You may have a TOSI issue if your investment company receives interest from a company for which your brother is an active employee

Each of three resident siblings were the respective beneficiaries, along with their spouses and children, of three trusts each holding an equal number of voting common shares of Investco with FMVs equaling at least 10% of that of the Investco common shares. (The siblings also held preferred shares of Investco directly.) Only one of the siblings was actively involved in the Opco business (as its full-time manager).

In 2019, Opco (which did not carry on a services business) redeemed its shares held by Investco in consideration for an interest-bearing term note. In 2019 and 2020, the bulk of Investco's revenues were Note interest, and the balance was investment income from a portfolio acquired out of dividends that had been received over the years from Opco. The dividends received in 2020 and 2021 by the three trusts on their Investco common shares were distributed and designated to the respective siblings under s. 104(19).

Regarding the application of the tax on split income (TOSI) rules on the assumption that Investco was carrying on an investment business, and focusing on the common share dividends that were funded with the note interest, CRA indicated that the Opco business in the 2019 to 2021 years was a related business in respect of the inactive siblings based on the active involvement in that business of their sibling and that the s. 104(19) dividend amounts allocated to the inactive siblings (which, by assumption, were derived from the note interest) thus were derived indirectly from a related business. (Such dividend income would be from an excluded business in the case of the actively-involved sibling.)

The essential problem for the two inactive siblings might seem to be that the Investco common shares held by them “through” their family trusts did not qualify as excluded shares because they did not “own” those shares, as required by the excluded share definition. Could they solve their TOSI issue if such common shares instead were distributed to them by their respective family trusts before the dividends were declared?

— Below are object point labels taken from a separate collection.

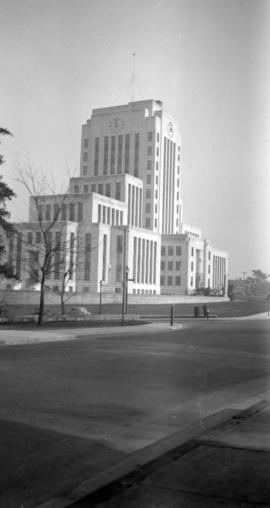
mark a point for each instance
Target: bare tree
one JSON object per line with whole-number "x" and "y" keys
{"x": 46, "y": 255}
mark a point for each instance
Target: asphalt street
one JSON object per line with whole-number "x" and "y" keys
{"x": 71, "y": 409}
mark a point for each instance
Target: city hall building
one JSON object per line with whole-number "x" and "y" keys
{"x": 122, "y": 216}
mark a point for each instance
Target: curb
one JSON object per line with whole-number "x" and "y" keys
{"x": 221, "y": 422}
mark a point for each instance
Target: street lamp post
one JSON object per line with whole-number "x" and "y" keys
{"x": 100, "y": 296}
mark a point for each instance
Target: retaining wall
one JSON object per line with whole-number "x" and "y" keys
{"x": 32, "y": 298}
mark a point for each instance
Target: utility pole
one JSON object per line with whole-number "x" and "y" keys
{"x": 124, "y": 279}
{"x": 100, "y": 297}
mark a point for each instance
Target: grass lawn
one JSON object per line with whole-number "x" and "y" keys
{"x": 243, "y": 307}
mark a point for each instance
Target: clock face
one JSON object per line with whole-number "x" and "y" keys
{"x": 170, "y": 129}
{"x": 116, "y": 125}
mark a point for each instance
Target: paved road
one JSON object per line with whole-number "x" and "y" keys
{"x": 71, "y": 409}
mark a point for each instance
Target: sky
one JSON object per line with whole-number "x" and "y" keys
{"x": 207, "y": 60}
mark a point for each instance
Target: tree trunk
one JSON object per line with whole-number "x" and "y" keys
{"x": 62, "y": 295}
{"x": 62, "y": 304}
{"x": 41, "y": 302}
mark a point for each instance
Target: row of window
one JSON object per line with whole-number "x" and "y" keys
{"x": 171, "y": 250}
{"x": 170, "y": 265}
{"x": 100, "y": 188}
{"x": 71, "y": 211}
{"x": 109, "y": 215}
{"x": 116, "y": 155}
{"x": 170, "y": 281}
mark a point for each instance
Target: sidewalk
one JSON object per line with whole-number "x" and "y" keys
{"x": 17, "y": 337}
{"x": 14, "y": 337}
{"x": 228, "y": 466}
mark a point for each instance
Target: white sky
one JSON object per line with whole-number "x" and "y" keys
{"x": 207, "y": 60}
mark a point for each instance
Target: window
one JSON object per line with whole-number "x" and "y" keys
{"x": 64, "y": 212}
{"x": 56, "y": 211}
{"x": 96, "y": 161}
{"x": 80, "y": 212}
{"x": 106, "y": 155}
{"x": 118, "y": 191}
{"x": 127, "y": 147}
{"x": 87, "y": 258}
{"x": 99, "y": 213}
{"x": 120, "y": 153}
{"x": 40, "y": 212}
{"x": 178, "y": 280}
{"x": 48, "y": 212}
{"x": 136, "y": 154}
{"x": 112, "y": 155}
{"x": 71, "y": 211}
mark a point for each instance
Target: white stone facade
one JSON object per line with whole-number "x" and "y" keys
{"x": 124, "y": 212}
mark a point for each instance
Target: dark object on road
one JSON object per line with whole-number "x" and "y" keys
{"x": 196, "y": 311}
{"x": 172, "y": 315}
{"x": 206, "y": 311}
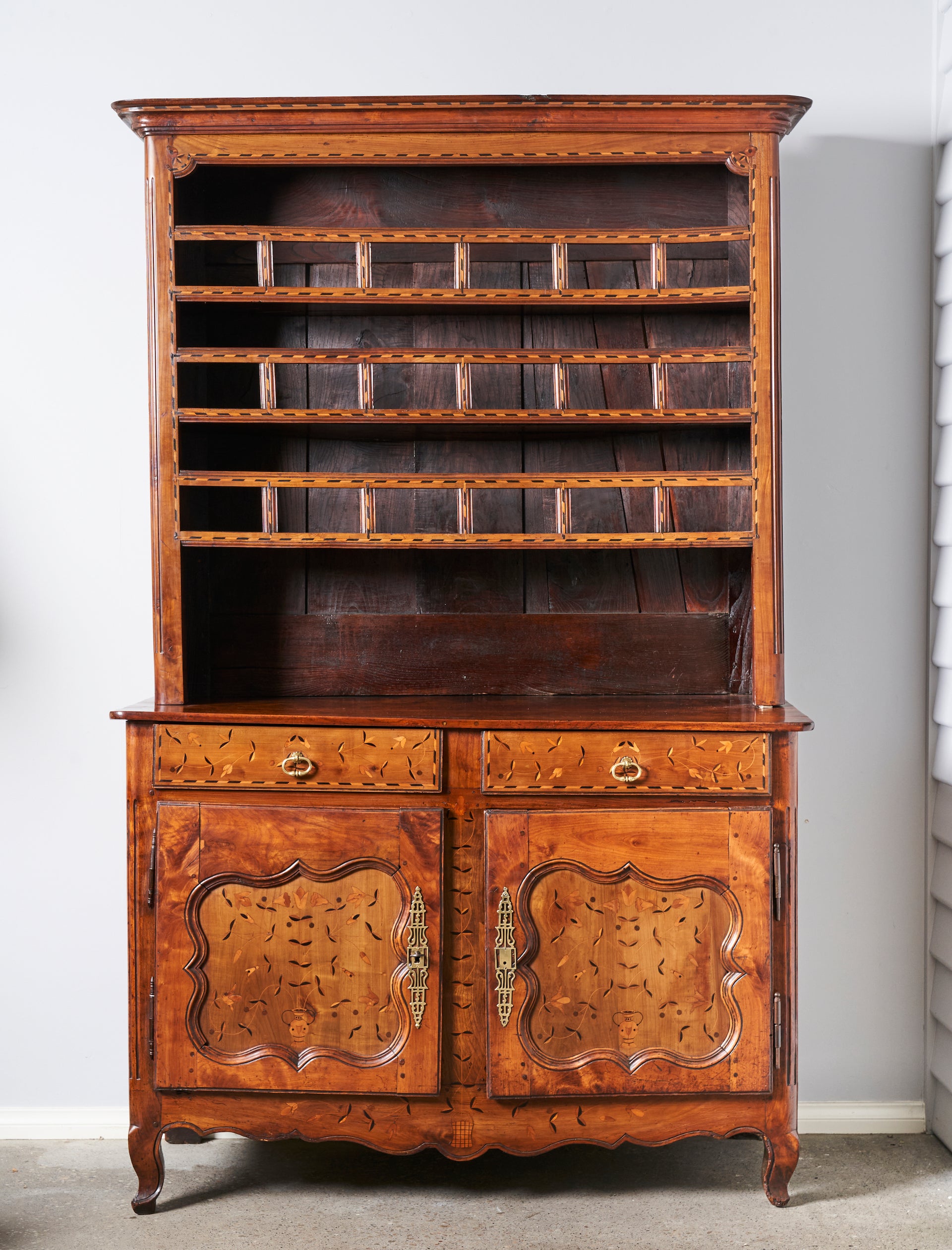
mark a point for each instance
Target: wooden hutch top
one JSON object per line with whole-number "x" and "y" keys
{"x": 695, "y": 324}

CRA answered, “no.” Para. (c) of the “excluded share” definition was not satisfied given that: for the 2020 year, substantially all of Investco's income for the preceding year (2019) was derived, directly or indirectly, from Opco's business, a related business in respect of those two siblings (given their sibling’s involvement therein); and for the 2021 year, most of Investco's income for the preceding year (2020) was derived (in the form of the note interest), directly or indirectly from such business.

CRA closed by noting that the siblings could “depending on the circumstances, benefit from the general reasonable return exclusion” in s. g(ii) of "excluded amount."

Neal Armstrong. Summary of 5 August 2022 External T.I. 2021-0877051E5 F under s. 120.4(1) – related business.